US Forces, SDF Attack ISIS in Syria in Joint Raid
“U.S. CENTCOM will continue to work with our partners to aggressively pursue ISIS, which remains a threat to the region, our allies, and our homeland,” Singh said.

WASHINGTON DC, United States (Kurdistan 24) – Deputy Pentagon Press Secretary Sabrina Singh in a press briefing on Thursday announced that U.S. troops, along with the Syrian Democratic Forces (SDF), had attacked an ISIS target in Syria earlier this week.
Singh also affirmed that ISIS remained a danger and the U.S. would continue to work with its local partners in the region to fight the terrorist organization.

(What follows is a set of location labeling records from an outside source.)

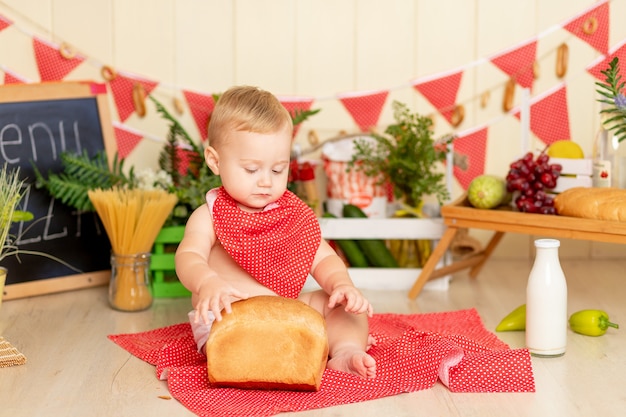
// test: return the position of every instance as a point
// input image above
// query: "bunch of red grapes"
(531, 177)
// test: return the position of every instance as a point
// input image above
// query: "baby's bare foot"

Joint U.S.-SDF Operation Against ISIS
“On Sunday, U.S. Central Command and Syrian Democratic Forces conducted a partnered raid in Syria,” Singh announced at the start of the press briefing.
“The operation resulted in the death of four ISIS operatives,” she continued, explaining that they had been targeted “to disrupt and degrade ISIS's ability to plan, organize, and conduct attacks against civilians, as well as US citizens, allies, and partners throughout the region and beyond.”
“U.S. CENTCOM will continue to work with our partners to aggressively pursue ISIS, which remains a threat to the region, our allies, and our homeland,” she said.
Subsequently, in response to a question about the families of ISIS fighters that the SDF detains at its camps in Syria, she elaborated on her opening remarks.
“ISIS still does present a threat in the region,” she stated. “It's very different from what it was in 2014,” when it controlled one-third of Iraq. But it is “still something that we continue to monitor.”
“And that's why you see us partner” with local forces, she continued, “whether it be the Iraqi security forces or the SDF” in order to conduct raids against ISIS cells and ISIS leaders.
Indeed, the fight against ISIS continues in Iraq, in addition to Syria. For the most part, U.S. troops in Iraq, unlike Syria, do not have a combat mission. Their role is to advise and assist Iraqi forces.
However on August 29, they carried out a joint operation in the Anbar desert with Iraqi security forces. Those U.S. troops were involved in combat, despite their formal mission, and seven of them were injured.
But the raid evidently accomplished its main objective. It resulted in the deaths of 14 ISIS fighters, including four senior ISIS leaders.
Read More: US-Led Operation Eliminates 14 ISIS Militants, Including Key Leaders, in Western Iraq
The four senior figures, as detailed by CENTCOM, included Ahmed Hamid Hussein Abdul Jalil al-Ithawi, who was responsible for all of ISIS’s operations in Iraq.
A figure known as Abu Hammam oversaw ISIS’s operations in western Iraq, and Aboud Ahmed al-Issawi worked with him.
All three of them were killed in the August 29 raid. But senior as they were, the most important figure might well have been an individual known by the alias Abu Ali al-Tunisi.
ISIS’s Chemical Weapons Program?
The State Department’s Rewards for Justice program was offering a large reward for information leading “to the identification or location of Abu Ali al-Tunisi.”
His alias suggests he is Tunisian, but since we know very little about him, we are not really able to make any conclusion.
What is most important is the information about him on that appears on the website of the Reward for Justice program. It explains that al-Tunisi was in charge of ISIS’s chemical weapons program.
Al-Tunisi “provided advanced training on weapons development and the manufacturing of chemical weapons,” it says. He also conducted training, including “on how to make explosives, suicide vests, and improvised explosive devices (IEDs.}
According to a detailed article based on captured ISIS documents and titled “Secret Files Reveal the Structure of Islamic State,” which appeared in the highly-regarded German news magazine, Der Spiegel, the core of ISIS is the former Iraqi regime.
That would certainly explain why ISIS had a chemical weapons program.